Titanic begins with an undersea explorer (Bill Pullman) who finds a nude painting of a woman underwater in the Titanic, the ship he has been long exploring. He ends up talking to one of the survivors of the Titanic, Rose, who tells the story of how she fell in love and survived the shipwreck. The film sends you back to the year that Titanic sank and tells the story of Jack Dawson (Leonardo DiCaprio), who gets lucky and wins tickets on the Titanic. On board, Jack meets the young Rose (Kate Winslet), who is fed up with her life and doesn't want to marry her fiance Cal (Billy Zane). They meet, they fall and love. Boom.

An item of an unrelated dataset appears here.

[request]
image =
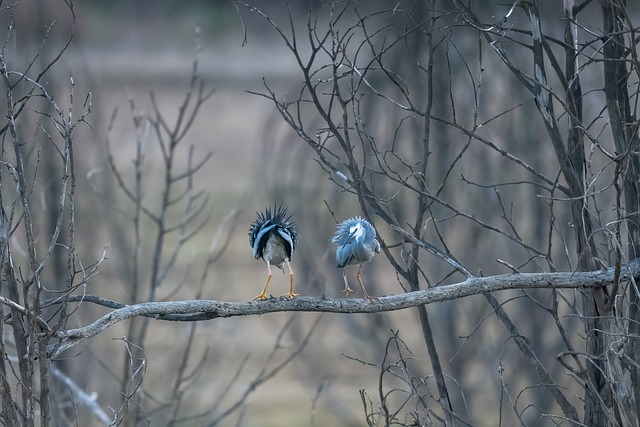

But then the ship sinks. Spoiler Alert.
The acting in Titanic can be pretty awful, especially the first half hour where Rose and Jack are together. It is so fake, so forced, so inauthentic, that I almost considered stopping the film. None of the other members of the cast are standouts either, but as the film goes on, it gets better. By the second half of the film, the acting isn't so bad and doesn't distract from the film. Winslet ends up giving a good performance but DiCaprio isn't as strong in this as something like Inception.
The plot is also weak. It's cliched, it's boring at times, and it seems to be done just to put a human element into a major catastrophe. But guess what? It works. Hard to imagine, but it does. Like I said, the first half hour to forty five minutes on the boat is just dreadful but eventually the film sucks you into its melodrama and makes you care about two characters. Titanic is not a thoroughly entertaining love story, but it gets better as it goes along. That is rare in a film.
My biggest problems with the film involve length and the way that Cameron handles the sinking. One, the sinking takes forever. Typically, a movie speeds up events but this one basically goes minute by minute through the catastrophe. It takes about an hour out of the movie. It is long and it does get boring. But my biggest problem with the film is that it doesn't make Titanic into an event that you are horrified by. It's intense, but it feels so watered down and fake that I was cringing. Unlike Saving Private Ryan or The Impossible, the sinking is done more for entertainment than to say: look how horrible this is.
But in the end, you will enjoy Titanic. It has a little bit of everything and I can guarantee you that there is something in the film that you will like, no matter who you are. It isn't perfect and it is far from the greatest love story of all time, but it still is an entertaining three hours in the theater. It is also a must see in 3D, if you have the right television.